Side Effects and Interactions
- Common side effects of amitriptyline include drowsiness, dry mouth, constipation, and blurred vision, as reported in studies such as 1 and 1.
- Patients should be monitored for potential interactions with other medications and for signs of adverse effects, such as anticholinergic symptoms, as noted in 1.
From the FDA Drug Label
- Dosage and Administration Oral Dosage Dosage should be initiated at a low level and increased gradually, noting carefully the clinical response and any evidence of intolerance. Initial Dosage for Adults For outpatients, 75 mg of amitriptyline HCl a day in divided doses is usually satisfactory. If necessary, this may be increased to a total of 150 mg per day Increases are made preferably in the late afternoon and/or bedtime doses. The usual maintenance dosage of amitriptyline HCl is 50 to 100 mg per day. In some patients, 40 mg per day is sufficient. Adolescent and Elderly Patients In general, lower dosages are recommended for these patients Ten mg 3 times a day with 20 mg at bedtime may be satisfactory in adolescent and elderly patients who do not tolerate higher dosages.
The dose of amitriptyline is:
- Initial dose for outpatients: 75 mg per day in divided doses, which can be increased to a total of 150 mg per day if necessary.
- Maintenance dose: 50 to 100 mg per day, with some patients requiring as little as 40 mg per day.

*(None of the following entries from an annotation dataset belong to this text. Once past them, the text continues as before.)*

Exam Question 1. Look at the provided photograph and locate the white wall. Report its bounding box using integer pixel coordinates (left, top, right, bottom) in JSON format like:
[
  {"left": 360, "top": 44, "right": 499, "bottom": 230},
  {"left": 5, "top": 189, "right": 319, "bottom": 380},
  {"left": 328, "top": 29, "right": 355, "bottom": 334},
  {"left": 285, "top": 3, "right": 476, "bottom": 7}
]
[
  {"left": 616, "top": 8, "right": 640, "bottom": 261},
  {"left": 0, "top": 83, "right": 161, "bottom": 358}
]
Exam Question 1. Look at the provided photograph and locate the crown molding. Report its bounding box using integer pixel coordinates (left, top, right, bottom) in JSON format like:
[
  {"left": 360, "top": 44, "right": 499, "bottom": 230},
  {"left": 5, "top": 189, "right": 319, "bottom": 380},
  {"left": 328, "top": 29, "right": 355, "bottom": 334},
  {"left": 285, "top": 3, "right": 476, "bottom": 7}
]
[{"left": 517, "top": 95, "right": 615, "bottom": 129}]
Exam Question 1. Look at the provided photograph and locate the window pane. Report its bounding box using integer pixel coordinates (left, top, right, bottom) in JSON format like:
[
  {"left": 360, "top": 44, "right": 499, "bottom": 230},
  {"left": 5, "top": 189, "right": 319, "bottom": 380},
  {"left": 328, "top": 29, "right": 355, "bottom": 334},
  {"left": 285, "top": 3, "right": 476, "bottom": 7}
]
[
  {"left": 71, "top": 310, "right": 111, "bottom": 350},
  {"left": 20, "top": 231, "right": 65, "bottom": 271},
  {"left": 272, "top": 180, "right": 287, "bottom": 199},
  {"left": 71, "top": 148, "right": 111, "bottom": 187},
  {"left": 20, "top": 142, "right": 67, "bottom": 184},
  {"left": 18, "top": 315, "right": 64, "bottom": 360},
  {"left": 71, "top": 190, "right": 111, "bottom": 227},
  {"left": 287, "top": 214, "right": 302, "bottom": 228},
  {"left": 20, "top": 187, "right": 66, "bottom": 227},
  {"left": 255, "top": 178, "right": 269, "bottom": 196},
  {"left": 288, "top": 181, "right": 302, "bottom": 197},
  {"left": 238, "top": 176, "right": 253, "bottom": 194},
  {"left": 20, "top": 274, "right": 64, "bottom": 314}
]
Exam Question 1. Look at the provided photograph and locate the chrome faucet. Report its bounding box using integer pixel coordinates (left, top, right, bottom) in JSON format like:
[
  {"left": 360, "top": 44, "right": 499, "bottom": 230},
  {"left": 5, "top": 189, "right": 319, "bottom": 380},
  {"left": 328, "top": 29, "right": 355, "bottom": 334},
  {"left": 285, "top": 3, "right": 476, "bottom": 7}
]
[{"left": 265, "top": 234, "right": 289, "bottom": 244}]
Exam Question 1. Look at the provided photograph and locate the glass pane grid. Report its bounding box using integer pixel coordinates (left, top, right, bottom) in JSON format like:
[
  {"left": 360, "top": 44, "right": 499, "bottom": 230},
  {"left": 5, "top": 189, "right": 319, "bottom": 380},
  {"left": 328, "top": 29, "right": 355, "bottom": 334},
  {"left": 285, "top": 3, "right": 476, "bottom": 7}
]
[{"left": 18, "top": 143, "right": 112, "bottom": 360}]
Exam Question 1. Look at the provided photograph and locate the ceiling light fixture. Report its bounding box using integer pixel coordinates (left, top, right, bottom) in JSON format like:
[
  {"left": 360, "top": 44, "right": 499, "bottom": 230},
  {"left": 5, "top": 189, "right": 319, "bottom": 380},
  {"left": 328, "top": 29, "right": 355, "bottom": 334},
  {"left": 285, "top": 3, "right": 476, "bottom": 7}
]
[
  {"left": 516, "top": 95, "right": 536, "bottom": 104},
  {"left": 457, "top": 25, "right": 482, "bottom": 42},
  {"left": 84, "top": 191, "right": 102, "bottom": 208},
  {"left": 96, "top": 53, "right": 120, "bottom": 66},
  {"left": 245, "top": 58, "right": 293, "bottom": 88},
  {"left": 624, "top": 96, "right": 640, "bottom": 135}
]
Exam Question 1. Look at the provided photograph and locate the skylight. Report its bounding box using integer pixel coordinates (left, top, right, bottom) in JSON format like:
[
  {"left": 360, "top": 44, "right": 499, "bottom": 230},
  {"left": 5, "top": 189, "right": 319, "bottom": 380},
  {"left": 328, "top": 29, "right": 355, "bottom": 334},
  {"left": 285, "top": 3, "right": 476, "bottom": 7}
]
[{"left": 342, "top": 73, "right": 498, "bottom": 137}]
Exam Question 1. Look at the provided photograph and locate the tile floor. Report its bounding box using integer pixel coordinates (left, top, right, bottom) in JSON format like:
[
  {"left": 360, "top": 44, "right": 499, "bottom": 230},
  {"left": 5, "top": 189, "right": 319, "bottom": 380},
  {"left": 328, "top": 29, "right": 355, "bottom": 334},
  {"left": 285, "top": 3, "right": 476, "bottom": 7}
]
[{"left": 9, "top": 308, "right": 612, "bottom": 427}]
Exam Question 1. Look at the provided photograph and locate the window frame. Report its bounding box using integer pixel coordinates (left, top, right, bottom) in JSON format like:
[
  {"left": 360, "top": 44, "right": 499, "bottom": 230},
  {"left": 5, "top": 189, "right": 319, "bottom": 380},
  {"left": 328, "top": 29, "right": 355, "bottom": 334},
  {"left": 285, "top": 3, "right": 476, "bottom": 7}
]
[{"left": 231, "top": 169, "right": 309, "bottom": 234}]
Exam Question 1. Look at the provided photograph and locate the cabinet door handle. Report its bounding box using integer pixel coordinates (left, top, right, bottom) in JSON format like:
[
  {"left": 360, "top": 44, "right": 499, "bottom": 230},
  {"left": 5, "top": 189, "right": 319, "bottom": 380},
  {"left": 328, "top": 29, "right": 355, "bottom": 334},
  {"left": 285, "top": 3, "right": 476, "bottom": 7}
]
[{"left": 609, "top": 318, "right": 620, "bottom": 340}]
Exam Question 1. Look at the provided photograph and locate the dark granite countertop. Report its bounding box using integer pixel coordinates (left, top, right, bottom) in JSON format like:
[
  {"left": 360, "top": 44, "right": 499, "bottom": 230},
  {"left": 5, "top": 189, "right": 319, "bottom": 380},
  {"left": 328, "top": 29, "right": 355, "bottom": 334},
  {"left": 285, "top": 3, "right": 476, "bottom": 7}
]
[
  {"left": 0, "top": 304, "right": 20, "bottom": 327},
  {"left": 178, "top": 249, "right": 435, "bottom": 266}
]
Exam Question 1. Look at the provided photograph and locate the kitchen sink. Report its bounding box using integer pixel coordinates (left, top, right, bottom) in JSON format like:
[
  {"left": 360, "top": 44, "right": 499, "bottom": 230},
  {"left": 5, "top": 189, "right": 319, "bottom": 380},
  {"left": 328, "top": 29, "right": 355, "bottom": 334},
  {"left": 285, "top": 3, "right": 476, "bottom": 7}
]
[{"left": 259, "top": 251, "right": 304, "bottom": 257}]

- Adolescent and elderly patients: 10 mg 3 times a day with 20 mg at bedtime, which may be satisfactory for those who do not tolerate higher dosages 2.
From the Research
Dose of Amitriptyline
- The dose of amitriptyline varies depending on the condition being treated, with doses generally between 25 mg and 125 mg 3, 4.

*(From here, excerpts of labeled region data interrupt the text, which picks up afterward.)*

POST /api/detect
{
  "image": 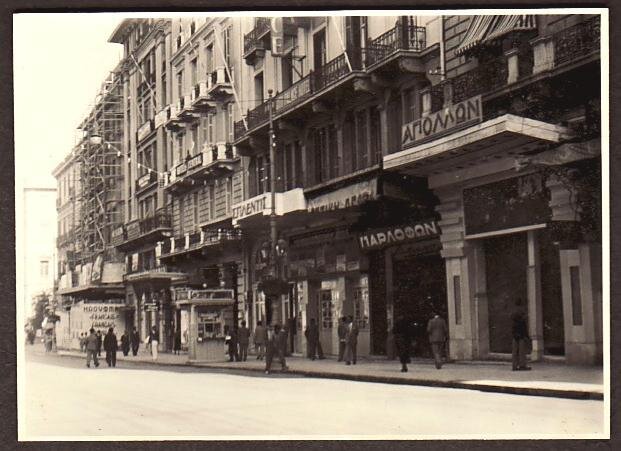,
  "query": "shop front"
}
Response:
[173,289,235,362]
[384,111,602,363]
[358,219,448,357]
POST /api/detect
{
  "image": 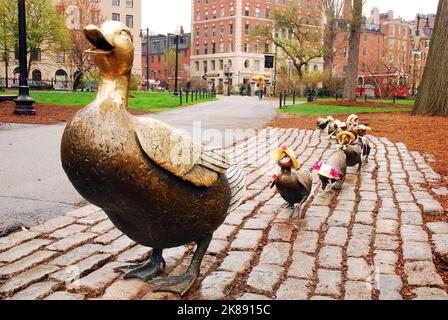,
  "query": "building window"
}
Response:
[126,14,134,28]
[56,51,65,63]
[31,69,42,81]
[30,49,42,61]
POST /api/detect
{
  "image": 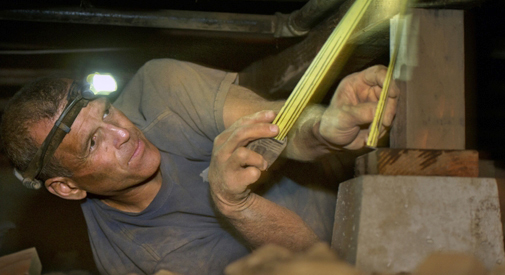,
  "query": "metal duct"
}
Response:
[0,0,343,37]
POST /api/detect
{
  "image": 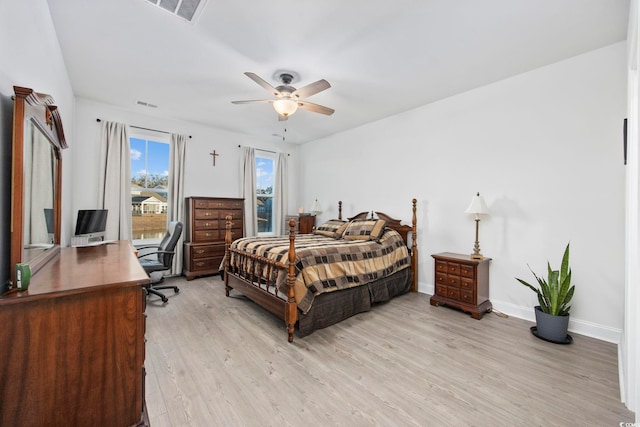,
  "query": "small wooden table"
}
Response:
[430,252,493,319]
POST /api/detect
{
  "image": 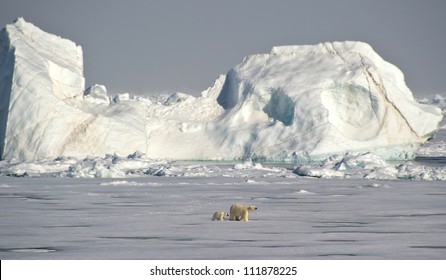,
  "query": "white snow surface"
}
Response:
[0,19,442,162]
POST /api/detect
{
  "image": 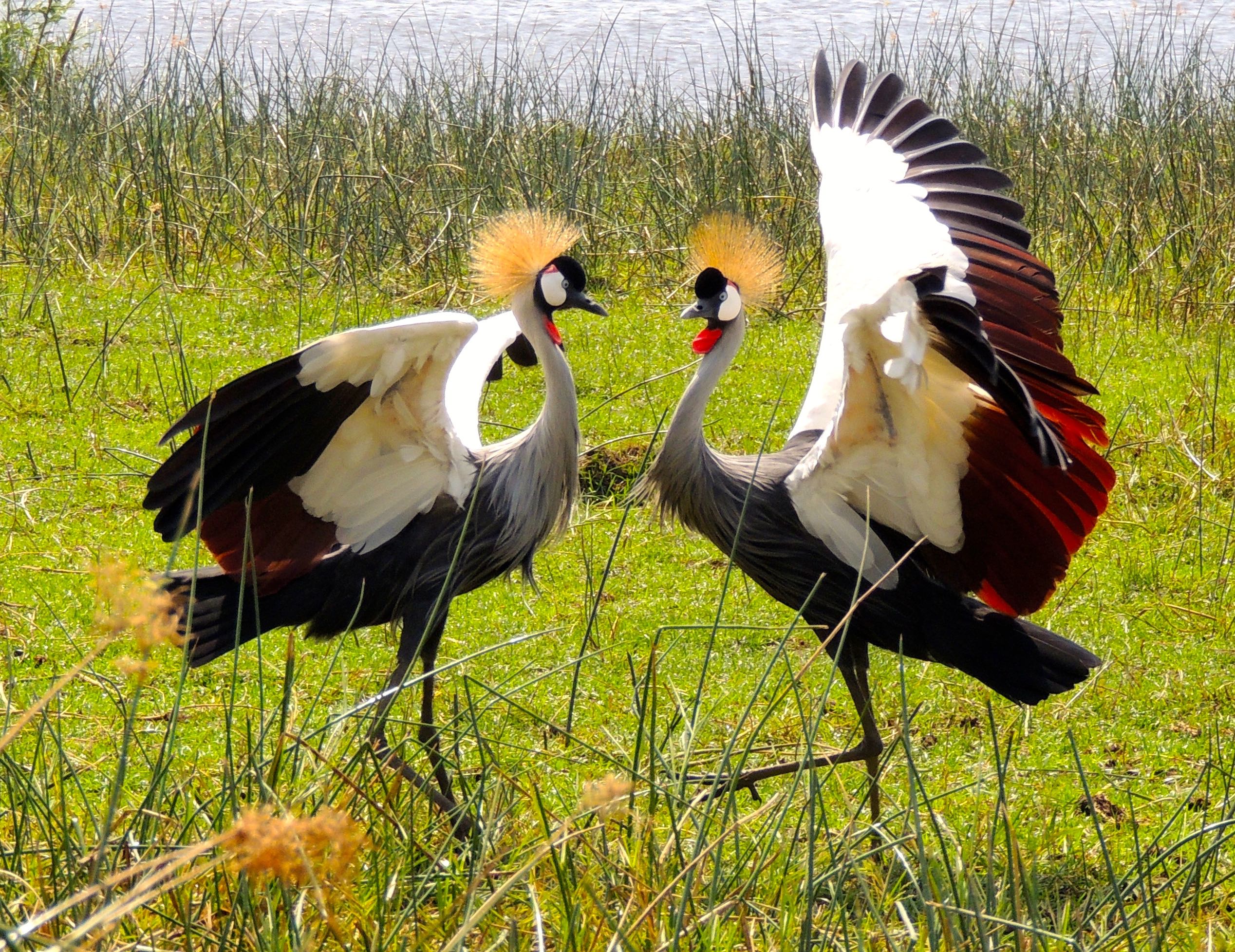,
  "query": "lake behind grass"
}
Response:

- For chronic neuropathic pain and fibromyalgia, doses of amitriptyline are usually below those at which the drugs act as antidepressants 3, 4.
- In the treatment of fibromyalgia, the daily dose of amitriptyline is typically 25 mg to 50 mg 4.
- For migraine prevention, amitriptyline is often used at traditional doses, although the exact dose is not specified in the studies 5, 6.
Factors Associated with Traditional Doses
- Male sex, age 65-80 years, and age ≥ 80 years are associated with traditional dose prescriptions of amitriptyline 6.
- Headaches, receiving medical aids, and being prescribed benzodiazepines or zolpidem concomitantly are also associated with traditional dose prescriptions of amitriptyline 6.
- The prevalence of prescriptions and proportion of traditional doses of amitriptyline tend to decrease over time 6.
Adverse Events
- More participants experience at least one adverse event with amitriptyline compared to placebo, with a risk ratio of 1.5 (95% CI 1.4 to 1.7) 3.
- Adverse events include nausea, dry mouth, dizziness, constipation, insomnia, asthenia, and hypertension 7, 5.
- The number needed to treat to harm is 4.1 (95% CI 3.2 to 5.7) 3.